Piyush Sharma, VP of Engineering, Tenable

Piyush Sharma, VP of Engineering at Tenable, is a seasoned technologist and entrepreneur behind multiple technology startups over the past two decades. Previously, he led global teams across engineering, product, and research at Symantec Corp to bring numerous enterprise security innovations to market. Piyush has filed multiple patents, contributed to other patents and invention committees, and serves on the technical oversight committee of the Cloud Native Computing Foundation (CNCF) including the security special interest group (SIG).

 

Cloud breaches have become commonplace ever since organizations across the world began rapidly switching to cloud-native technologies. Globally, 80% of organizations experienced a cloud data breach in the last 18 months alone. Cloud breaches are hard to detect and take a long time to fix. It took organizations an average of 231 days to identify and 98 days to contain a cloud-based breach.

Public clouds ushered in an era of unprecedented agility but it also resulted in several misconfigurations, which are costly to fix at runtime. In most cases, these vulnerabilities remain in the cloud — making them easy targets. But cloud adoption did bring with it one silver lining — Infrastructure as Code (IaC). While IaC tools such as Kubernetes went mainstream, security didn’t keep up with the speed of the cloud. IaC configurations can contain dangerous errors, which makes it critical that organizations secure IaC templates prior to deployment.

Here are the steps to securing cloud infrastructure:

Policy as Code: Securing the software development process

Even before the first line of code is written, organizations need to think about security. The first step is understanding the type of application being built. For instance, apps that do not collect any input from the user are very different from banking or healthcare apps. Understanding the type of information the app handles, how users will interact with it, and the types of threats it might face can help organizations build a comprehensive threat model.

With the right technology, organizations can automate this process of building a threat model, scan for policy violations before code is committed and embed the policy into the software development pipeline for automated compliance checks and targeted monitoring. Scanning for violations is a proactive step, aimed at actively identifying violations and removing them before deployment.

Structural integrity: Securing container images

Securing the process used to build apps is not adequate. Organizations need to secure the structure — the containers within which the apps will run. Container images consist of the application itself including the customer code and the code sourced from open-source third-party libraries along with runtime configurations, which have several security concerns.
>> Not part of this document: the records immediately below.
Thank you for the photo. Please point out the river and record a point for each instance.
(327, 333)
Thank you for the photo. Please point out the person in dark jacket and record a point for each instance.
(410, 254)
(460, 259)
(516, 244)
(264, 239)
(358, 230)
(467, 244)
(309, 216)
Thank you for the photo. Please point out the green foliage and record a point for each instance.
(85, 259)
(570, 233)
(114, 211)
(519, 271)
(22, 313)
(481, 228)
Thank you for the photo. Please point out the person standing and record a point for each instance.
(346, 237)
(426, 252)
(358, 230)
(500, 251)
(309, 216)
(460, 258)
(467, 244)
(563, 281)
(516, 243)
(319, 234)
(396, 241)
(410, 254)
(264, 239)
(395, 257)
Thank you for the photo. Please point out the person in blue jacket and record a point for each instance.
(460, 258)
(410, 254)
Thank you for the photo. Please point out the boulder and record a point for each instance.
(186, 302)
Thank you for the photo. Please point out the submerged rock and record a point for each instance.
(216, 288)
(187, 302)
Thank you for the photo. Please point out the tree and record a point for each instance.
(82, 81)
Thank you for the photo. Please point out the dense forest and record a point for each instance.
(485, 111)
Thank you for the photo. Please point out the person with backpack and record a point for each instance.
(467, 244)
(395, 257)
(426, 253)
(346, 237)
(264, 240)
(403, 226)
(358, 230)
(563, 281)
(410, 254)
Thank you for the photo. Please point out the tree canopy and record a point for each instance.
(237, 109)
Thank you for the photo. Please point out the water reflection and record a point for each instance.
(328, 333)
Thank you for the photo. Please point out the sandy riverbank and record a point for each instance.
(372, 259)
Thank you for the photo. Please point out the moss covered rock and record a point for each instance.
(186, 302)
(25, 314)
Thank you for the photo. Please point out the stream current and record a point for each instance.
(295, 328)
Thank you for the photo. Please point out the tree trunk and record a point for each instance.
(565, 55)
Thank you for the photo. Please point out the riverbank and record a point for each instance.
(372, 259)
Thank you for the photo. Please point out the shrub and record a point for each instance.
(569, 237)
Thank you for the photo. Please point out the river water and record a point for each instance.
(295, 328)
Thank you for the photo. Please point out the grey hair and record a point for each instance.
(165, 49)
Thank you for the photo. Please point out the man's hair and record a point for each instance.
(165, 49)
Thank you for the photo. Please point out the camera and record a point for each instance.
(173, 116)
Incorporating container scanning tools can help identify misconfigurations. Paired with reactive information and capabilities embedded in the images, it can prove useful for securing the container images at runtime.

Security as Code: Securing connections

Often securing connections and relationships that define how the different components of the application interact are overlooked.  It is important to ensure that these services are operating in the proper security context. This is also an area where the information codified in the IaC can enable security teams to start securing environments earlier in the development process. Security as Code takes Policy as Code a step further, ensuring security teams evaluate the resilience of the infrastructure. With the right tools, this process can be automated. Security as Code is a proactive way to assess and remediate misconfigurations before runtime.

Runtime: Securing the environment

Unlike application security, in which the risk of dangerous post-deployment runtime changes is low, cloud infrastructure environments are subject to unapproved changes post-deployment. Security teams cannot battle the numerous misconfigurations arising out of post-deployment errors. IaC security tools can help identify vulnerabilities and misconfigurations before runtime.

Organizations need to plan how they will react when new vulnerabilities are disclosed. In most cases, implementing a fix by applying a configuration change, updating, rebuilding, and redeploying can become expensive. Organizations need to be able to dynamically patch the runtime environment ensuring the fix works through the software development pipelines.

IaC security solutions are still coming into maturity in India, so organizations should be automating the process of identifying vulnerabilities and misconfigurations in cloud environments. Most importantly, it isn’t going to be enough to simply locate misconfiguration errors. They will need to be remediated quickly in order to prevent a breach. This requires tools explicitly designed to support both developer and security teams to avoid creating a bottleneck in the software development process.